TITLE:
Multiple Sexual Partners and Vulnerability to HIV: A Study of Patterns of Sexual Behaviour in the Slum Population of India
AUTHORS:
Pravin K. Jha, Damodar Sahu, K. Srikanth Reddy, Padum Narayan, Arvind Pandey
KEYWORDS:
Slum, Sexual Partners, Transition Probability
JOURNAL NAME:
World Journal of AIDS,
Vol.4 No.4,
November
14,
2014
ABSTRACT: Globally, research indicates that
monogamous married women living in slums are at heightened risk of HIV men’s
risky sexual behaviour. Hence, to reduce the risk of HIV transmission, there is
need to understand the number, nature and variation in transition of sexual
partners of men in living in slums. This paper uses India’s National Family
Health Survey-3 data to estimate the variation in the type of sexual partners
among sexually active men age 15 - 54 with more than one sexual partner in last
12 months prior to the survey in eight slumsof
India. Among sexually active men, 1.3 percent reported having more than one
sexual partner in the last 12 months prior to the survey. Men who are more
likely to have two or more partners are those who are young, especially below
age 25 years, never married, educated up to 5 years, and from middle class.

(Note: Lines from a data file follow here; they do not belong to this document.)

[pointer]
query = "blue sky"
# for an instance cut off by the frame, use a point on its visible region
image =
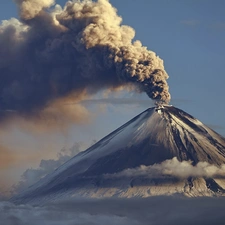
(188, 35)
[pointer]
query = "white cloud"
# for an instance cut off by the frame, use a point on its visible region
(174, 168)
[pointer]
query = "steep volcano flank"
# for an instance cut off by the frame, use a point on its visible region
(154, 136)
(193, 140)
(161, 134)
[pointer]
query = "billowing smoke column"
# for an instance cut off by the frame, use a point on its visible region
(53, 53)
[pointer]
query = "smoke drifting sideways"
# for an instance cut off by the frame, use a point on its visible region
(54, 54)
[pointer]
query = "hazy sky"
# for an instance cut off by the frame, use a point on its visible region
(187, 34)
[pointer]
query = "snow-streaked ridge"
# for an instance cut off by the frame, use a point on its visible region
(156, 135)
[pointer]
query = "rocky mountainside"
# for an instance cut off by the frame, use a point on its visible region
(158, 135)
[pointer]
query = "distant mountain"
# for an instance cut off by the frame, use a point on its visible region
(108, 167)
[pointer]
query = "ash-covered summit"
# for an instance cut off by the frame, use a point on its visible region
(127, 162)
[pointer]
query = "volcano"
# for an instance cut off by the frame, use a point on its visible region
(153, 137)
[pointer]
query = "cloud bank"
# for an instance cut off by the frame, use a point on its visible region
(174, 168)
(149, 211)
(31, 175)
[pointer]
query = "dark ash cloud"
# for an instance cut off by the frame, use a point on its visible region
(52, 55)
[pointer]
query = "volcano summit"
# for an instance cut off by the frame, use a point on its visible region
(163, 150)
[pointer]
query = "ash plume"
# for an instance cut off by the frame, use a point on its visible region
(53, 53)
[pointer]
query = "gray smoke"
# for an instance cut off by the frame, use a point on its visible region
(173, 167)
(160, 210)
(32, 175)
(52, 55)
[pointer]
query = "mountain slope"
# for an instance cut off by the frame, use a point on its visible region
(155, 135)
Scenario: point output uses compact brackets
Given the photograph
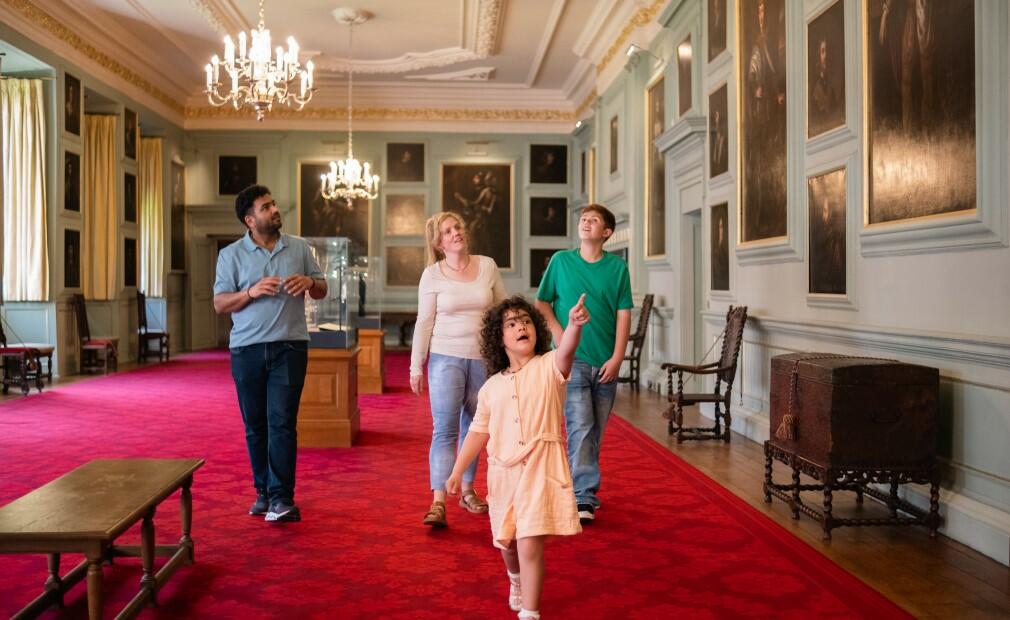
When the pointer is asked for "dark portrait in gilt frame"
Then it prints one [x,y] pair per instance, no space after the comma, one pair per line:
[763,119]
[482,195]
[130,130]
[826,217]
[129,197]
[319,217]
[718,132]
[548,164]
[404,265]
[716,28]
[547,216]
[719,246]
[655,184]
[72,104]
[72,259]
[826,71]
[538,261]
[684,54]
[72,181]
[920,59]
[404,163]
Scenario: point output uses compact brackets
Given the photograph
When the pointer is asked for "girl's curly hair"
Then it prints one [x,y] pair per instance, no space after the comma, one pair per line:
[493,331]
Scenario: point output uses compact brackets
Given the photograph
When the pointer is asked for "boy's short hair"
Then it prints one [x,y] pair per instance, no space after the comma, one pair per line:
[609,221]
[493,329]
[245,199]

There is a higher increase in the probability of sex with spouse from second
last to the last sexual partner in non-slum areas than slum areas. However, in
case of transition from other friends/relatives and female sex workers to
spousal partners, there is a major decline in probability among non-slum men
than slum men. These transitions are extremely important from the perspective
of curbing the spread of HIV epidemic, especially in situations where women
lack control over their own sexuality and seldom use condom in marital sex.
Therefore, strategies focused in slums should either consider reducing men’s
risky sexual behaviour or build capacities of women to negotiate safe sex in
marital relationships or consider a combination of both.